Still, it was a ballsy move on my part. I don't want to stink up the joint any more than you do. My mom suggested using one of those deodorant "crystals." A crystal? Really? I'm not trusting my personal aroma to any mystical forces, geological or otherwise. But it turns out the crystal is actually rooted in science. The smooth quartz-like rock is made of mineral salts that, when moistened with tap water, are transferred to your skin and dissuade foul-smelling bacteria from taking up residence there. Bacteria don't like salt, which is why it was such a useful food preservative before refrigeration (e.g., salt cod).
I was still skeptical. Why would it be that easy? But guess what? That shit works! It works!!! I mean, the salts don't prevent you from sweating—your body was designed to do that—but you don't stink. At least not for 24 hours, give or take. In fact, I happily used the crystal for two whole years. That's how long my $5 crystal lasted before it cracked down the middle and threatened to cut a bitch. And then? Then I tried the spray version and developed a horrible rash. Poison ivy times three. Maybe the concentration of salts in the spray is different? Anyway, now I'm allergic to both versions. I had to stop using the stuff. Total bummer. (If you have sensitive skin, I recommend just sticking with the rock version.)
I was at a crossroads. I didn't want to go back to the aluminum-laced stuff, but the general consensus seemed to be that the other natural, aluminum-free deodorants on supermarket shelves work about as well as nothing at all. I can go without deodorant in the winter, maybe, if you don't stress me out too much, but not in the heat of summer and certainly not on Zumba day. Maybe you don't care if people are dropping like flies as you pass by, but I do, damnit. I do!
So I made the rounds of the hippy blogs describing all manner of homemade deodorants I will never make, with success rates that varied wildly. I scanned the comment sections, taking notes and prioritizing the experiences of rash-prone people and those who didn't sound too crazy. This is what I came up with:
Mix four parts cornstarch or arrowroot with one part baking soda. Rub a light film of organic coconut oil on your underarms, then dust a little of the powdered mixture all up in there. Don't cake it on, just dab enough to keep the oil from feeling sticky.
That's it! You smell nice and faintly coconutty all day long! I keep the powdered mix in a clean sock that long ago lost its match, give it a few whacks under each arm like a powder puff, and store it in a little jar. So far, no rash. It's been working for me for months now, even on Zumba day. Granted, I haven't tried it out in a substitute-teaching situation—the ultimate test—but you'll have to wait until my book is done for that report (FYI: there will be no reports).

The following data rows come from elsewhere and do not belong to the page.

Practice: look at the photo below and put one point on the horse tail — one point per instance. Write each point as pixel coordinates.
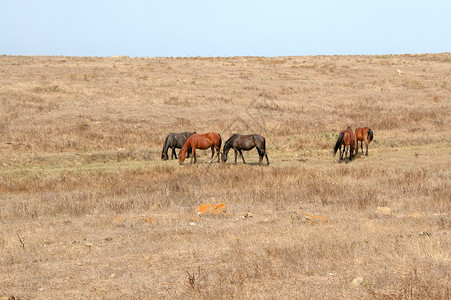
(226, 144)
(370, 134)
(339, 142)
(164, 152)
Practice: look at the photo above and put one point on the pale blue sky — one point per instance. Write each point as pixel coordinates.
(223, 28)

I will concede that coconut oil can be pricey, but then again, so is conventional deodorant. By weight, I bet coconut oil is cheaper. Best of all, we're talking miniscule amounts of natural, food-grade stuff. I can't imagine that it's bad for you. Nevertheless, I'm sure I'll contract some weird form of coconut poisoning eventually. Is there a such thing as coconut poisoning? If there is, I'll be sure to let you know. But I just wanted to share my discovery in case you were headed down a similar path yourself. If you have other ideas and experiences, do tell.